For analytical assessment of successful expression, researchers should employ multiple techniques:

• Western blotting for protein detection

• Circular dichroism for secondary structure confirmation

• Activity assays specific to NAD(P)H dehydrogenase function

What strategies can overcome difficulties in Agrobacterium-mediated transformation of Populus alba for ndhE studies?

Transformation of woody species like Populus alba can be challenging.

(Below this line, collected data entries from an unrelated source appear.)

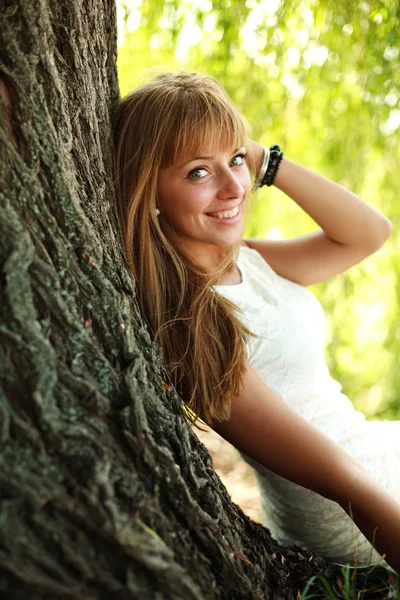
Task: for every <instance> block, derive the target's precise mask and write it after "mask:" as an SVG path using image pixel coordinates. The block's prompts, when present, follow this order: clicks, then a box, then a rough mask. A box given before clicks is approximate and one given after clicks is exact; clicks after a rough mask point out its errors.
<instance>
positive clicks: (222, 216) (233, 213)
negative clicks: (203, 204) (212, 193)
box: [209, 206, 239, 219]
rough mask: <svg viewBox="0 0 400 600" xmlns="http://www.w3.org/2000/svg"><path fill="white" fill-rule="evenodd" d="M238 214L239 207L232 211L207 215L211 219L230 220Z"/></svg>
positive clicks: (232, 208)
mask: <svg viewBox="0 0 400 600" xmlns="http://www.w3.org/2000/svg"><path fill="white" fill-rule="evenodd" d="M238 212H239V206H236V207H235V208H232V210H226V211H224V212H220V213H209V214H210V215H211V216H212V217H217V218H218V219H231V218H232V217H236V215H237V214H238Z"/></svg>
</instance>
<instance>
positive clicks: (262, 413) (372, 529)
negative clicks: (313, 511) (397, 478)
mask: <svg viewBox="0 0 400 600" xmlns="http://www.w3.org/2000/svg"><path fill="white" fill-rule="evenodd" d="M209 424H210V426H211V427H212V428H213V429H214V430H215V431H217V433H219V434H220V435H221V436H222V437H223V438H225V439H226V440H227V441H228V442H230V443H231V444H233V445H234V446H235V447H236V448H237V449H238V450H241V451H242V452H244V453H245V454H247V456H249V457H250V458H252V459H253V460H255V461H257V462H259V463H260V464H262V465H264V466H265V467H267V468H268V469H270V470H271V471H273V472H274V473H276V474H278V475H280V476H281V477H284V478H285V479H288V480H290V481H292V482H293V483H296V484H298V485H301V486H303V487H305V488H308V489H310V490H313V491H315V492H317V493H318V494H320V495H322V496H324V497H325V498H328V499H330V500H333V501H335V502H337V503H338V504H339V505H340V506H341V507H342V508H343V509H344V510H345V511H346V512H347V513H348V514H350V516H352V518H353V520H354V522H355V523H356V525H357V526H358V527H359V528H360V530H361V531H362V532H363V534H364V535H365V537H366V538H367V539H369V540H370V542H371V543H372V544H373V545H374V547H375V548H376V550H377V551H378V552H379V553H380V554H381V555H384V556H385V560H386V561H387V562H388V564H390V566H391V567H392V568H393V569H394V570H395V571H397V572H398V573H400V504H399V503H398V502H396V501H395V500H394V499H393V498H392V497H391V496H390V495H389V494H388V493H387V492H386V491H385V490H384V489H383V488H382V487H381V486H380V485H379V484H378V483H377V482H376V481H375V480H374V479H373V478H372V477H371V476H370V475H369V474H368V472H367V471H366V470H365V469H364V468H363V467H362V465H361V464H360V463H359V462H358V461H356V460H355V459H354V458H352V457H351V456H350V455H349V454H348V453H347V452H345V451H344V450H343V449H342V448H341V447H340V446H339V445H338V444H336V443H335V442H334V441H333V440H332V439H331V438H329V437H328V436H327V435H325V434H324V433H322V432H320V431H319V430H318V429H317V428H316V427H315V426H314V425H311V424H310V423H308V421H306V420H305V419H304V418H303V417H301V416H300V415H299V414H297V413H296V412H295V411H294V410H293V409H292V408H290V406H288V405H287V404H286V403H285V402H284V401H283V400H282V399H281V398H280V397H279V396H278V395H277V394H275V393H274V392H273V391H272V390H271V389H270V388H269V387H268V386H267V385H266V384H265V383H264V382H263V380H262V379H261V378H260V377H259V376H258V375H257V373H256V372H255V371H254V369H252V368H251V367H250V365H248V367H247V371H246V374H245V377H244V382H243V387H242V390H241V393H240V394H239V395H237V396H234V397H233V398H232V414H231V417H230V418H229V419H228V420H227V421H224V422H223V423H209Z"/></svg>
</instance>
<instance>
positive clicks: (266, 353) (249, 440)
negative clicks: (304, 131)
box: [114, 72, 400, 571]
mask: <svg viewBox="0 0 400 600" xmlns="http://www.w3.org/2000/svg"><path fill="white" fill-rule="evenodd" d="M114 136H115V137H114V140H115V190H116V198H117V203H118V215H119V221H120V225H121V228H122V234H123V240H124V244H125V249H126V254H127V258H128V262H129V265H130V268H131V270H132V274H133V276H134V277H135V280H136V289H137V295H138V300H139V303H140V307H141V310H142V313H143V316H144V318H145V319H146V321H147V323H148V325H149V327H150V330H151V332H152V334H153V336H154V338H155V339H156V340H157V341H158V342H159V344H160V346H161V349H162V354H163V361H164V367H165V371H166V373H167V374H168V378H169V382H170V383H172V384H173V385H174V386H175V387H176V389H177V390H178V392H179V394H180V396H181V398H182V400H183V401H184V403H185V405H186V407H188V409H190V410H188V411H187V412H188V418H189V420H190V421H191V422H196V420H197V419H202V420H203V421H204V422H206V423H208V424H209V425H210V426H211V427H212V428H214V429H215V430H216V431H217V432H218V433H219V434H221V435H222V436H223V437H224V438H225V439H227V440H228V441H229V442H231V443H232V444H233V445H234V446H235V447H236V448H238V450H239V451H240V452H241V453H242V456H243V457H244V459H245V460H247V461H248V462H249V463H250V464H251V465H252V467H253V468H254V469H255V473H256V476H257V480H258V483H259V487H260V491H261V499H262V514H263V522H264V524H265V526H266V527H268V528H269V529H270V531H271V533H272V535H273V536H274V537H275V538H276V539H277V540H278V541H279V542H280V543H281V544H283V545H291V544H293V543H297V544H300V545H305V546H307V547H309V548H311V549H312V550H314V551H315V552H317V553H318V554H320V555H321V556H323V557H324V558H325V559H327V560H328V561H332V562H337V563H341V564H343V563H348V564H358V565H360V564H361V565H362V564H364V565H371V564H375V563H378V562H381V563H382V558H381V557H382V556H385V558H386V561H387V563H388V564H389V565H390V566H391V567H392V568H393V569H394V570H396V571H400V504H399V501H400V442H399V441H398V438H397V441H396V438H395V432H396V429H397V434H398V433H399V432H400V426H399V424H398V423H397V422H396V423H378V422H376V423H368V422H366V420H365V417H364V416H363V415H362V414H361V413H359V412H357V411H355V410H354V408H353V406H352V404H351V402H350V400H349V399H348V398H347V397H346V396H345V395H344V394H343V393H342V392H341V385H340V384H339V383H338V382H337V381H334V380H333V379H332V378H331V376H330V374H329V371H328V368H327V365H326V363H325V359H324V341H325V317H324V313H323V310H322V307H321V305H320V304H319V302H318V300H317V299H316V298H315V296H314V295H313V294H312V293H311V292H309V291H308V290H307V289H306V288H307V286H309V285H312V284H315V283H318V282H320V281H324V280H326V279H329V278H330V277H333V276H334V275H336V274H338V273H341V272H343V271H345V270H346V269H348V268H349V267H351V266H352V265H354V264H356V263H359V262H360V261H361V260H363V259H364V258H365V257H367V256H368V255H370V254H372V253H373V252H375V251H377V250H378V249H379V248H380V247H381V246H382V244H383V243H384V242H385V241H386V239H387V238H388V237H389V235H390V232H391V223H390V221H389V220H388V219H387V218H386V217H385V216H384V215H383V214H381V213H380V212H379V211H377V210H376V209H374V208H373V207H371V206H369V205H368V204H367V203H366V202H364V201H363V200H361V199H360V198H359V197H357V196H356V195H355V194H353V193H351V192H349V191H347V190H345V189H344V188H342V187H341V186H339V185H337V184H335V183H333V182H332V181H329V180H328V179H326V178H324V177H321V176H320V175H317V174H315V173H313V172H311V171H310V170H308V169H306V168H304V167H302V166H300V165H298V164H296V163H295V162H293V161H291V160H289V159H288V158H285V157H283V153H282V152H280V149H279V148H276V147H272V148H266V149H265V148H263V147H262V146H260V145H259V144H257V143H255V142H253V141H252V140H251V139H250V138H249V137H248V134H247V132H246V126H245V123H244V119H243V117H242V116H241V114H240V112H239V111H238V109H237V108H236V107H235V106H234V105H233V103H232V102H231V100H230V99H229V98H228V96H227V94H226V93H225V92H224V90H223V89H222V87H221V86H220V85H219V84H218V83H217V81H216V80H214V79H213V78H210V77H206V76H201V75H198V74H195V73H185V72H177V73H164V74H159V75H157V76H156V77H154V78H153V79H152V80H151V81H149V82H147V83H144V84H143V85H141V86H140V87H138V88H137V89H135V90H134V91H133V92H131V93H130V94H128V95H127V96H126V97H125V98H124V99H123V100H122V101H121V102H120V103H119V105H118V106H117V107H116V111H115V118H114ZM264 184H266V185H272V184H273V185H276V186H277V187H278V188H279V189H281V190H282V191H283V192H285V193H286V194H287V195H288V196H290V197H291V198H292V199H293V200H294V201H295V202H296V203H297V204H298V205H299V206H300V207H301V208H302V209H303V210H305V211H306V212H307V213H308V214H309V215H310V216H311V217H312V218H313V219H314V220H315V221H316V223H318V225H320V227H321V230H320V231H318V232H316V233H312V234H310V235H305V236H302V237H300V238H296V239H292V240H283V241H270V240H257V239H251V240H243V239H242V236H243V232H244V229H245V221H246V216H247V215H248V212H249V210H250V207H251V205H250V203H251V193H252V190H253V188H255V187H257V186H260V185H264ZM396 444H397V445H396Z"/></svg>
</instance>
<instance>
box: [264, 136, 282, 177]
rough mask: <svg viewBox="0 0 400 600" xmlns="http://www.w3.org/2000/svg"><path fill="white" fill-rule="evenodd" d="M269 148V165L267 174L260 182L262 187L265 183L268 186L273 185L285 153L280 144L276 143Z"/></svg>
mask: <svg viewBox="0 0 400 600" xmlns="http://www.w3.org/2000/svg"><path fill="white" fill-rule="evenodd" d="M269 150H270V154H269V161H268V167H267V170H266V172H265V175H264V177H263V179H262V181H261V183H260V187H262V186H263V185H267V186H268V187H270V186H271V185H273V183H274V181H275V177H276V175H277V173H278V170H279V165H280V164H281V162H282V158H283V156H284V154H283V152H281V148H280V146H278V144H274V145H273V146H271V147H270V149H269Z"/></svg>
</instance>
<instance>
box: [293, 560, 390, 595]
mask: <svg viewBox="0 0 400 600" xmlns="http://www.w3.org/2000/svg"><path fill="white" fill-rule="evenodd" d="M335 567H336V568H335ZM312 588H314V589H312ZM299 598H301V600H309V599H311V598H315V599H319V600H337V599H338V598H340V599H345V600H370V599H371V600H372V599H376V600H384V599H386V598H387V599H388V600H391V599H393V600H395V599H396V598H399V599H400V577H399V576H397V575H395V574H394V573H392V572H391V571H388V570H387V569H385V568H384V567H363V568H358V569H356V568H352V567H350V566H349V565H345V566H342V567H340V565H330V567H328V568H327V571H326V573H325V575H323V576H318V577H317V576H314V577H311V579H309V581H308V582H307V584H306V585H305V587H304V589H303V591H302V592H301V595H299Z"/></svg>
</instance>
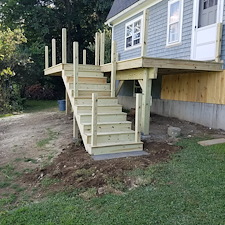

Strategies to improve success rates include:

• Explant Selection and Preparation:

  • Use young leaves (positions 3-5 from apex) for highest competency

  • Pre-culture explants on callus induction medium for 2-4 days before infection

  • Wound leaf edges slightly before Agrobacterium exposure

• Agrobacterium Protocol Optimization:

  • Maintain Agrobacterium concentration at OD600 = 0.6

  • Include 100 µM acetosyringone in the infection medium

  • Limit infection time to 15 minutes to prevent tissue damage

  • Co-cultivate for 2-3 days in dark conditions

• Selection and Regeneration Enhancement:

  • Use optimized shoot induction medium with proper cytokinin/auxin balance

  • Implement gradual selection pressure increase

  • Add antioxidants (e.g., 1-5 mg/L ascorbic acid) to reduce oxidative stress

Published protocols for Populus alba × P. glandulosa have achieved transformation frequencies greater than 50% , providing a solid methodological foundation that can be adapted specifically for ndhE studies.

How might emerging technologies enhance our understanding of ndhE function in Populus alba?

Several cutting-edge technologies hold promise for advancing ndhE research:

• Advanced Imaging Technologies:

  • Super-resolution microscopy for precise subcellular localization

  • Single-molecule tracking to monitor ndhE dynamics in live chloroplasts

  • Correlative light and electron microscopy to link function with ultrastructure

• Next-Generation Genetic Tools:

  • Prime editing for precise modification of chloroplast genomes

  • Inducible/conditional expression systems for dynamic functional studies

  • Synthetic biology approaches to reconstruct NDH complexes with modified components

• Systems Biology Integration:

  • Multi-omics data integration across conditions and genotypes

  • Machine learning approaches to predict functional interactions

  • Computational modeling of electron transport dynamics

These technologies can help address fundamental questions regarding:

• The precise role of ndhE in cyclic electron flow

• Dynamic assembly and disassembly of the NDH complex under stress

• Species-specific adaptations of ndhE function in various environments

Combining these approaches with the growing genomic resources available for Populus species will enable more comprehensive understanding of ndhE's role in photosynthesis and stress adaptation.

What are the potential applications of ndhE research in improving Populus alba stress resistance?

Understanding ndhE function has several potential applications for enhancing stress resilience in Populus alba:

• Drought Resistance Enhancement:

  • Optimizing cyclic electron flow through targeted modification of NDH complex components

  • Engineering ndhE expression patterns for improved water use efficiency

  • Developing molecular markers for screening natural populations with enhanced NDH activity

• Photosynthetic Efficiency Improvement:

  • Fine-tuning ndhE expression levels to optimize energy distribution

  • Enhancing photoprotection mechanisms during high light stress

  • Adapting NDH complex function for specific environmental conditions

• Climate Adaptation Strategies:

  • Investigating natural variation in ndhE sequences across ecological gradients

  • Identifying epigenetic regulation mechanisms that could be enhanced

  • Developing rapid screening methods for ndhE-related stress tolerance traits

Research on bacterial endophytes of white poplar has shown promise for enhancing growth and stress resistance . Combining this approach with molecular understanding of ndhE function could lead to integrated strategies that leverage both genetic engineering and beneficial microbial associations.